Привет рыбакам! — услышал он за спиной знакомый голос. — И охота тебе в такую погоду на озеро идти? — Это был механик Витька со сплавного катера, большой шутник и балагур.

Охота, может, и невелика, да больно хорошо в прошлый раз поймал, может, и сейчас повезет…

Ага! Значит, мало показалось? Ну, попробуй еще, хотя ветер-то сегодня на безрыбье повернул, — сказал Витька, кивнув на хлюпающие о пристань волны.

А-а-а… Схожу, закрою сезон… — лениво отозвался Микко, выбросив щелчком окурок в воду.

А куда собираешься-то?

Да в Кёурюниеми, там я и рыбачил весь сезон.

Ну, так нам, братец, по пути. Цепляй свою шаланду на буксир — бензин сэкономишь, по пути в картишки перекинемся да чайку хлебнем.

Во! Это дело! — оживился Микко, радуясь, что большую часть пути не придется мерзнуть в лодке.

Только вещички свои прикрой чем-нибудь, а то промокнут. Весла на дно лодки положи, и мотор подвяжи веревкой… — как из пулемета выдал цэу Витька.

Микко, воодушевленный неожиданно приятным поворотом событий, быстро «упаковал» свою лодку в походное положение и через пару минут уже сидел в рубке.

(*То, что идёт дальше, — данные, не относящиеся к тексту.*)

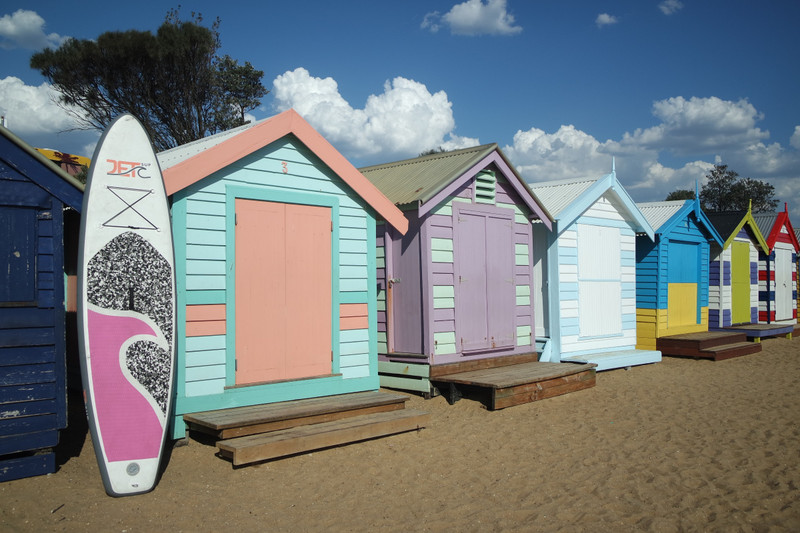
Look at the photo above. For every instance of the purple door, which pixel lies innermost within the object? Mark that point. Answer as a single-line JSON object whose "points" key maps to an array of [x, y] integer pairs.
{"points": [[485, 294]]}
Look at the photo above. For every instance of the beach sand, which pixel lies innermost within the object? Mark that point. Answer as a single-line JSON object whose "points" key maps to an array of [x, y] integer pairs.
{"points": [[682, 445]]}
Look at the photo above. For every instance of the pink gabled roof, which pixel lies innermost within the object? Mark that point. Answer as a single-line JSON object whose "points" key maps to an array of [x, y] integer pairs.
{"points": [[235, 147]]}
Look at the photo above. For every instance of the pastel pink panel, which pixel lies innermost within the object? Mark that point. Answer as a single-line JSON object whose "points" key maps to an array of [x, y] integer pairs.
{"points": [[283, 291], [353, 316]]}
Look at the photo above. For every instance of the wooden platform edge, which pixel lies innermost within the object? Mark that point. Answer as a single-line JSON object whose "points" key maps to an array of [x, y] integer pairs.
{"points": [[540, 390], [261, 447], [239, 421]]}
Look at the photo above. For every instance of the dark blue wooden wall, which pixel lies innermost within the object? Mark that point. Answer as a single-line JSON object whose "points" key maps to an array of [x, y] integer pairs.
{"points": [[33, 396]]}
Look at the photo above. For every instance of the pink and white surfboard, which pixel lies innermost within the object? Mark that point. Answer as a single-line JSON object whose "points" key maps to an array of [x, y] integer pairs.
{"points": [[126, 308]]}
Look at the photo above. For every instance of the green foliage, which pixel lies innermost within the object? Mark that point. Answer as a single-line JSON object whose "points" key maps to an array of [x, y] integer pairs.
{"points": [[726, 191], [173, 81], [680, 194]]}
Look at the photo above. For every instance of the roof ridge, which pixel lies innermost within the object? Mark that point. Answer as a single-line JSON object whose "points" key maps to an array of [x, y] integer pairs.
{"points": [[430, 157]]}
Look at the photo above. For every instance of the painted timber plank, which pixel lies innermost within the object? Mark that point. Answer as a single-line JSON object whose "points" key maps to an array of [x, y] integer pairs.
{"points": [[22, 467], [260, 414], [254, 448], [531, 392]]}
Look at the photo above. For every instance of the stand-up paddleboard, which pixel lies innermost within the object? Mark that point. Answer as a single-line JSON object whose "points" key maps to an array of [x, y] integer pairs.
{"points": [[126, 308]]}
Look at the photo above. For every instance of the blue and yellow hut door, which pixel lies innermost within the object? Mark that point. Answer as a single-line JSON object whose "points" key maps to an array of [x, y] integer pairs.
{"points": [[683, 277], [740, 283]]}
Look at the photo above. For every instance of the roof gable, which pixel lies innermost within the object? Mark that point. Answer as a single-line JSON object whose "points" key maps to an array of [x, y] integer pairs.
{"points": [[429, 179], [665, 216], [771, 224], [188, 164], [729, 225], [567, 200], [34, 166]]}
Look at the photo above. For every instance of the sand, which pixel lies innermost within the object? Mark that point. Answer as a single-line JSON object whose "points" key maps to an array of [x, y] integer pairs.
{"points": [[682, 445]]}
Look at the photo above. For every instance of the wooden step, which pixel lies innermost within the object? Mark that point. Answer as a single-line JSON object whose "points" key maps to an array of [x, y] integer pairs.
{"points": [[520, 383], [254, 448], [241, 421], [728, 351], [482, 364], [690, 343]]}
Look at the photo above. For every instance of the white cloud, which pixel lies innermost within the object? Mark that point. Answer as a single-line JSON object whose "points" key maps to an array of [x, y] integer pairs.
{"points": [[699, 126], [473, 17], [431, 21], [706, 131], [795, 140], [604, 19], [25, 29], [668, 7], [403, 121], [567, 153], [31, 110]]}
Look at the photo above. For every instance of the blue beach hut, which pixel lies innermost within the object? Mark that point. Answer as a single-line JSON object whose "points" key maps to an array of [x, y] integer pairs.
{"points": [[37, 200], [585, 273], [672, 271]]}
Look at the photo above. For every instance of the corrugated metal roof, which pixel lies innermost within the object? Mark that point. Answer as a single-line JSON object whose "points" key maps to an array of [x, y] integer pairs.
{"points": [[765, 222], [658, 213], [726, 222], [419, 179], [33, 152], [173, 156], [556, 195]]}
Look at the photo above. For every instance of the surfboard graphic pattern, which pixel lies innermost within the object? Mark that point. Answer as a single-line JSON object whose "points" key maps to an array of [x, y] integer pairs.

Выйдя из залива, катер, бодро постукивая восьмицилиндровым дизелем, взял курс на юго-восточный берег, к поселку Луусалми.

При такой волне ходу полтора часа, а то и поболе будет, — задумчиво сказал капитан катера Вассилей, зрелый уже мужик, скупой на слово, но добрейшей души человек.

Некоторое время шли молча, вскоре на печке-солярке подоспел чайник. Витька достал сахар, разлил по кружкам чай и кинул на стол колоду карт.

Повезло тебе, Микко, мы ведь сегодня не собирались никуда, да из Луусалми позвонили: надо девочку больную к самолету привезти, в Петрозаводск на лечение отправят, — первым заговорил Витька и, заговорщицки подмигнув Микко, достал из «капитанского» сундука бутылку водки.

Ну что, по «штормовой»? — Витька вопросительно посмотрел на мужиков.

Давай, — коротко ответил Вассилей и опять уставился в окно.

После ста грамм «штормовых» беседа пошла веселей. Раскидали колоду карт и, прихлебывая чай вперемешку с крепкими словами, «забили козла».

Тем временем катер вышел из заветерья, и первая свинцовая осенняя волна разбилась о корпус судна. Началась качка.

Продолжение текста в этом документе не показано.